PARA ALÉM DO DISPOSITIVO E DA TRÍPLICE IDENTIDADE: OS NOVOS LIMITES DA COISA JULGADA E A IMPOSSIBILIDADE DE NOVO PLEITO COM BASE NOS MESMOS FUNDAMENTOS JÁ CONHECIDOS E APRECIADOS

PARA ALÉM DO DISPOSITIVO E DA TRÍPLICE IDENTIDADE: OS NOVOS LIMITES DA COISA JULGADA E A IMPOSSIBILIDADE DE NOVO PLEITO COM BASE NOS MESMOS FUNDAMENTOS JÁ CONHECIDOS E APRECIADOS

Tiago Bitencourt De David

SUMÁRIO: Introdução; 1 A crise da tríplice identidade; 2 A expansão dos limites objetivos da coisa julgada no novo Código de Processo Civil; Conclusão.

  

INTRODUÇÃO

O presente ensaio tem por escopo abordar os limites objetivos da coisa julgada, mostrando como a segurança jurídica impõe que se extrapole a imutabilidade também a determinados aspectos da fundamentação, sob pena da mera modificação do pedido em uma segunda demanda revelar-se hábil a fraudar o resultado do processo anterior. Assim, busca traçar-se delimitação que promova, na prática, o respeito aos princípios do acesso à justiça, contraditório, ampla defesa e fundamentação das decisões judiciais, sem que haja burla ao já assentado em julgamento anterior, respeitando-se a coisa julgada material e repudiando-se a tentativa de fraudá-la.

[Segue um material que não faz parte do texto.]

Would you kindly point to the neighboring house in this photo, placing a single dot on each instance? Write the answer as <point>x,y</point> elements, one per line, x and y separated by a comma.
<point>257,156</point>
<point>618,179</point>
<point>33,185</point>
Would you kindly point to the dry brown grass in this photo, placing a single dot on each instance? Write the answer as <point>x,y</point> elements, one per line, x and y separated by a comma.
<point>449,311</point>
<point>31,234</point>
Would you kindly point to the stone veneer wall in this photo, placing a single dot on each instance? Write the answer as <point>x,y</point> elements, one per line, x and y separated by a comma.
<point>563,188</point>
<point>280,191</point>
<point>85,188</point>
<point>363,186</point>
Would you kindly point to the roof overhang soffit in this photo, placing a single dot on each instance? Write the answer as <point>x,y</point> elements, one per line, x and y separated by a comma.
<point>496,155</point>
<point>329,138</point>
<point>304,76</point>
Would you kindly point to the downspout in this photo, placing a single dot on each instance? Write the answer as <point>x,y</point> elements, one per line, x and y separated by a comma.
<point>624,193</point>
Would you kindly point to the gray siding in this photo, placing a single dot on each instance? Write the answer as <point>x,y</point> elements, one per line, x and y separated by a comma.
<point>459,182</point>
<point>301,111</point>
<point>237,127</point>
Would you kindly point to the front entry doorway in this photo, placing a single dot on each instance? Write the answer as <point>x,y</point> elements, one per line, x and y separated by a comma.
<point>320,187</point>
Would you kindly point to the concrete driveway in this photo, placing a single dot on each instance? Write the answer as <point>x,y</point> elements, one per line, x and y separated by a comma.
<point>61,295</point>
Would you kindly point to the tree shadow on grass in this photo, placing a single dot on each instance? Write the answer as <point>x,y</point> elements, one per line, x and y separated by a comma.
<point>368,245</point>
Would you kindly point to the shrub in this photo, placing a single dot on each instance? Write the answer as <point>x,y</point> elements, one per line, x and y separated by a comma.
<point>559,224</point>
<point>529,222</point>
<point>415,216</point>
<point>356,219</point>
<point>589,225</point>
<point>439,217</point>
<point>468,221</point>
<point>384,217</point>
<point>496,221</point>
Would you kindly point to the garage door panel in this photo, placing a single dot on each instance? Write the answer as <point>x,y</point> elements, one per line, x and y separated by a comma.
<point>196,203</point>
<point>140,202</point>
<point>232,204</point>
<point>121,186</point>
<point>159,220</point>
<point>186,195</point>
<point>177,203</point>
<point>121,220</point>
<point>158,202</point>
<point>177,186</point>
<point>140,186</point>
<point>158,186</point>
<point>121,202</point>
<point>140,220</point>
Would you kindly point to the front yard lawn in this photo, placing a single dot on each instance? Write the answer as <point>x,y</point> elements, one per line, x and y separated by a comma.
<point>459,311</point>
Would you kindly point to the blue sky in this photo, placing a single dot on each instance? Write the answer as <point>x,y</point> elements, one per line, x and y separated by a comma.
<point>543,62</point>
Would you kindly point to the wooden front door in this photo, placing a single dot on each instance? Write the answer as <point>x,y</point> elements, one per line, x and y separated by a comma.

Para tanto, principia-se pela demonstração da insuficiência do critério da tríplice identidade, perpassam-se contribuições doutrinárias e jurisprudenciais e desemboca-se na análise do novo e promissor regime jurídico dado ao tema dos limites objetivos da coisa julgado no novo Código de Processo Civil (NCPC). 

 

1 A CRISE DA TRÍPLICE IDENTIDADE

Na linha muito bem trilhada por Alexandre Freitas Câmara, Antonio do Passo Cabral [1], Luiz Guilherme Marinoni, Sergio Cruz Arenhart e Daniel Mitidiero [2], pode-se dizer com tranquilidade que a tríplice identidade – de partes, causa de pedir e pedido – revela a existência de impedimento ao conhecimento da segunda demanda, pois assenta a ocorrência de coisa julgada. Entretanto, tal critério é um identificador mínimo para a aferição da coisa julgada, de forma que, sempre que houver tríplice identidade, haverá o óbice para a cognição, mas ainda haverá a impossibilidade de conhecer o pleito, mesmo ausente a identidade dos elementos do processo, também na hipótese na qual as partes e a causa de pedir sejam a mesma, ainda que diversos os pedidos [3]. Como bem asseveram Marinoni, Arenhart e Mitidiero [4]:

[…] é preciso perceber que, embora o critério da tríplice identidade tenha sido positivado entre nós, é possível ainda cotejar ações pelo critério da relação jurídica base para chegar-se à conclusão de que há litispendência ou coisa julgada entre duas ações sem que essas tenham as mesmas partes, causa de pedir e pedido. […]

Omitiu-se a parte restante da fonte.